Evidence-based review of Chlorhexidine gluconate and iodine in the preoperative skin preparation of young infants
J Spec Pediatr Nurs 2022 Oct;27(4):e12393.PMID:35932169DOI:10.1111/jspn.12393.
Purpose: The preoperative preparation of young infants' skin requires special considerations. Commonly used solutions for preparing the skin preoperatively include Chlorhexidine (CHG) and iodine. The Centers for Disease Control and Prevention (CDC) has recommendations for preparing skin for surgery and other invasive procedures for adults, but they do not have recommendations for young infants' skin. The purpose of this evidence-based literature review is to synthesize the literature, compare, and inform healthcare providers about the safety and efficacy of CHG and iodine as preoperative preparation solutions for young infants' skin.
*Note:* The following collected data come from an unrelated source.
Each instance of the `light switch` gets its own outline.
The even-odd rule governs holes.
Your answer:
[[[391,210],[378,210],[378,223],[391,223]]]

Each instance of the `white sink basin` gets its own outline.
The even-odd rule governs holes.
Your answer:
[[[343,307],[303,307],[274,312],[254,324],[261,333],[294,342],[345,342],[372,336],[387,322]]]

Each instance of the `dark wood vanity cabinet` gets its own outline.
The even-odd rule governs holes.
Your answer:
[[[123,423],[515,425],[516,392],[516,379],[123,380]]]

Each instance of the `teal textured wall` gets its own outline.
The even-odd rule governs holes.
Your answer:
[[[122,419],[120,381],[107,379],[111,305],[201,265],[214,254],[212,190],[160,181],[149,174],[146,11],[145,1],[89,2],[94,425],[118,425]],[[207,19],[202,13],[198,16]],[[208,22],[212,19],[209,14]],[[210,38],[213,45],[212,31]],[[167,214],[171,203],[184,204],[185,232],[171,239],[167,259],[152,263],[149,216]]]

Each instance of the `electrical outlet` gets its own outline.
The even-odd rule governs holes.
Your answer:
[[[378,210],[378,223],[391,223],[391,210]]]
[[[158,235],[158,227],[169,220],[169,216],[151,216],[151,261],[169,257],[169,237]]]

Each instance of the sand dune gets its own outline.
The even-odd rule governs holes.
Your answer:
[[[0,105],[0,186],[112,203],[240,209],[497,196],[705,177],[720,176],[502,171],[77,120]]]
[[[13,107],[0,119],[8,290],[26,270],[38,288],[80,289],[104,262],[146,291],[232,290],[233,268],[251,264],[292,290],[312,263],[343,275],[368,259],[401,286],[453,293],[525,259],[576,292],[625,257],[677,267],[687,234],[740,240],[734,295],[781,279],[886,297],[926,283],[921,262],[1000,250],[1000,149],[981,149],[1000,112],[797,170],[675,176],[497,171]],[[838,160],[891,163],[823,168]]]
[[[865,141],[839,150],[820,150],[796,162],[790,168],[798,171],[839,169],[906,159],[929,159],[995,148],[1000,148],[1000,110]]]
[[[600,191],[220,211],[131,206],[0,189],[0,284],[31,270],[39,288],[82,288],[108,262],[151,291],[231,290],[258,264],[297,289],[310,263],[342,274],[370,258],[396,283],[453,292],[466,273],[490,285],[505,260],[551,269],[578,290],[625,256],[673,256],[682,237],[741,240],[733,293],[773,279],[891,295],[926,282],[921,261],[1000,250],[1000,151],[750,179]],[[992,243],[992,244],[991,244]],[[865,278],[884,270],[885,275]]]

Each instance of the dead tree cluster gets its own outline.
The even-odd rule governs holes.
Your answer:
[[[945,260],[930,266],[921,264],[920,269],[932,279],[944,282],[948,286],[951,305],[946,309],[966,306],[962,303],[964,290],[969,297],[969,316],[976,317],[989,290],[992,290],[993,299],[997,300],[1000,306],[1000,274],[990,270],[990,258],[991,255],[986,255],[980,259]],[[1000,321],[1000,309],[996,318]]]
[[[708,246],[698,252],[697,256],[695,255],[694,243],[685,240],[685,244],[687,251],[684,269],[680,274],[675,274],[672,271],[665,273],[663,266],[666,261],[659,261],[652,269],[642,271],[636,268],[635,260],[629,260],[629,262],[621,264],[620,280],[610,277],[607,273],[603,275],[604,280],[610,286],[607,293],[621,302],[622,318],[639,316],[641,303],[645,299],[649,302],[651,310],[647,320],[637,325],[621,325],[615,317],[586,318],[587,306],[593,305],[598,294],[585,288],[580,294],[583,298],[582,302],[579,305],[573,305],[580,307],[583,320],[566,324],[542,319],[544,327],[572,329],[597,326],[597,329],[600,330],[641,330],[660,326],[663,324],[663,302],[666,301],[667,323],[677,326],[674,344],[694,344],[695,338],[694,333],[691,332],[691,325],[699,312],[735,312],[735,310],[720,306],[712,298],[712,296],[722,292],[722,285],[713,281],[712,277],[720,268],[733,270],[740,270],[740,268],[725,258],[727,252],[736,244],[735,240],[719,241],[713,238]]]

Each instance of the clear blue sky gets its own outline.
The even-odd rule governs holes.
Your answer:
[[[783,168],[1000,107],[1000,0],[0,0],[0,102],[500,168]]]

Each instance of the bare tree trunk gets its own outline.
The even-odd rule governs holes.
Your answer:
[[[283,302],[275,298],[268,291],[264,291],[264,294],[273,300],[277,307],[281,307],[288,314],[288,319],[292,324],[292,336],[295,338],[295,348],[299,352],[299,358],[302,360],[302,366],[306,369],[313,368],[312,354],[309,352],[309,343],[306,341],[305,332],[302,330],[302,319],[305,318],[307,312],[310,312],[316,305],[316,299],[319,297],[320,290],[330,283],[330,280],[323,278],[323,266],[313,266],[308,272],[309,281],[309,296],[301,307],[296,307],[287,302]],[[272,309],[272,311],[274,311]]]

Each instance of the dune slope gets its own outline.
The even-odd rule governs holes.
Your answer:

For this project young infants is defined as infants less than 48 weeks' postmenstrual age and those born prematurely and less than 28 days old. Conclusions: We analyze 19 articles that met the inclusion criteria. Three discussion themes emerge: systemic absorption, dermatologic burns, and CHG and iodine efficacy. Practice implications: We need more research regarding the safety and efficacy of CHG and iodine solutions for preoperative preparation of young infants' skin. Findings suggest the cautious use of CHG and iodine solutions on patients born at or before 28 weeks' postmenstrual age, especially those less than 28 days postnatal age.